# Ceasar Against the Celts



## vercingetorix (28 Mar 2005)

This book is one that I recomend to anyone who is looking for an interesting histori read.  Don;t think that it's a boring book, far from it; it's actually quite a fun read.  The author goes in depth detail talking a bit about all the major celtic campaigns of ceasars, from the bridge building of the rhine, to the crossing of the Dover Straight and an amphibious landing that truly is amazing.  He uses the Historic text and archeological fact to describe these various invasions.  
            He also describes the political side of the galic wars, and how Ceasar manuvuered himself politically and militarilly to become the greatest Emperor that Rome ever had.  Truly Juilius Ceasar was Rome in all it's incarnations and myths.
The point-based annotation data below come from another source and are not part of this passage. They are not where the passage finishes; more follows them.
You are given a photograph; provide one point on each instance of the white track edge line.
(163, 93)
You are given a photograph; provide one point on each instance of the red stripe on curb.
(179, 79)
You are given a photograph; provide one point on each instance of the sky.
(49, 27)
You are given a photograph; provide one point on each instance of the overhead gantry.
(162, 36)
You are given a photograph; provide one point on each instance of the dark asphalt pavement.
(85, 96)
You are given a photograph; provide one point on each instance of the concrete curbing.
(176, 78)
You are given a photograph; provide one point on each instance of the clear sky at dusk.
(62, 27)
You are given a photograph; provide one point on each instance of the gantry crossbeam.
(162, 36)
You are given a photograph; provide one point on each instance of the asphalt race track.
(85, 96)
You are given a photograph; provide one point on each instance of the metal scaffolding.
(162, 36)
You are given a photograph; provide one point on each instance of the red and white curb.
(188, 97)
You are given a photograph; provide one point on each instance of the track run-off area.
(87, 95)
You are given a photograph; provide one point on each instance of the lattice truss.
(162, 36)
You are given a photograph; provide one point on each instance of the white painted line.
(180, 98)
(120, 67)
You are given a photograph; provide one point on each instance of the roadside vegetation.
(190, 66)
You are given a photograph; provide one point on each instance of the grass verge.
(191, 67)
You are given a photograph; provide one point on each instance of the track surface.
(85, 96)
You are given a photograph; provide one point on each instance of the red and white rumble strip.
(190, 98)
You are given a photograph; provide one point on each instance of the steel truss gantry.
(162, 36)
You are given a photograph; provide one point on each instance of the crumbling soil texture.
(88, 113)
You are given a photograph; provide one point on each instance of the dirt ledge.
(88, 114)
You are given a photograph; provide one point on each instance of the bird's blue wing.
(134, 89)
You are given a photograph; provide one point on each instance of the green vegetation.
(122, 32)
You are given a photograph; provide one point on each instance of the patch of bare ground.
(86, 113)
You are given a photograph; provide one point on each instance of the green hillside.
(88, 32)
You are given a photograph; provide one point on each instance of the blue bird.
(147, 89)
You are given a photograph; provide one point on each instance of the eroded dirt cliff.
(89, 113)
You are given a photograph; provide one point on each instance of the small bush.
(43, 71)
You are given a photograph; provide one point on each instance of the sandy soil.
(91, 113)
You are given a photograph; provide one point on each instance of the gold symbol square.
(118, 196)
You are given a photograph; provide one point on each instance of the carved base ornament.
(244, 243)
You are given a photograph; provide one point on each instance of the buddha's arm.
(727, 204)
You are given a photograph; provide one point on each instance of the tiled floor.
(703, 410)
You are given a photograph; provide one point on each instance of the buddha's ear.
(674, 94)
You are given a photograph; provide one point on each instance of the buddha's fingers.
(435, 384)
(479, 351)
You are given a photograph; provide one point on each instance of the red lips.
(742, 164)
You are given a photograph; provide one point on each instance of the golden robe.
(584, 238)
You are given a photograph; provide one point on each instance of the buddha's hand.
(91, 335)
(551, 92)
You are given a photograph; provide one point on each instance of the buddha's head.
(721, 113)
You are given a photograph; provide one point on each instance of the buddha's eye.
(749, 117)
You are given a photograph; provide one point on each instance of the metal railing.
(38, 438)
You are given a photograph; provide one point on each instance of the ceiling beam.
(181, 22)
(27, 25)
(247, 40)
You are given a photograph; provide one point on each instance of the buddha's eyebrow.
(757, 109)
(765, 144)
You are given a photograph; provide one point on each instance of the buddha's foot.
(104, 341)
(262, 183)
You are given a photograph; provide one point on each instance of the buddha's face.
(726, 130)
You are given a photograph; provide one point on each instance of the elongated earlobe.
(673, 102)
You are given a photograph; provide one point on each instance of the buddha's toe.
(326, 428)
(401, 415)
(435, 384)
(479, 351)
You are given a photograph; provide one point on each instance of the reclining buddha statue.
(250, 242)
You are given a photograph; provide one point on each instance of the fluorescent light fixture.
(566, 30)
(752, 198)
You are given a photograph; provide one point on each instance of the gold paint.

             The book also includes other historical cool bits, like describing the tactics of his enemies and talking quite a bit about the history of the Celtic civilizations as well as their famous rebel leaders, Vercingetorix, and Casivalinus. 
             A cool example of one of the interesting historic tidbits you learn,  Ceasar was nick-named the "Queen of Bythrinia" for his only acclaimed love affair with a man as he "apparently" spent the night with the King of Bythrinia in order to gain naval vessals to transfer Roman soldiers across the mediterreanian for conquest purposes.  (note: this was when he was in his youth and was trying to gain points with his military superiors)

So yeah, 14 bux at the local chapters and you can pick up this easy weekend read, once you start it, you won't put it down.

-Vercingetorix


----------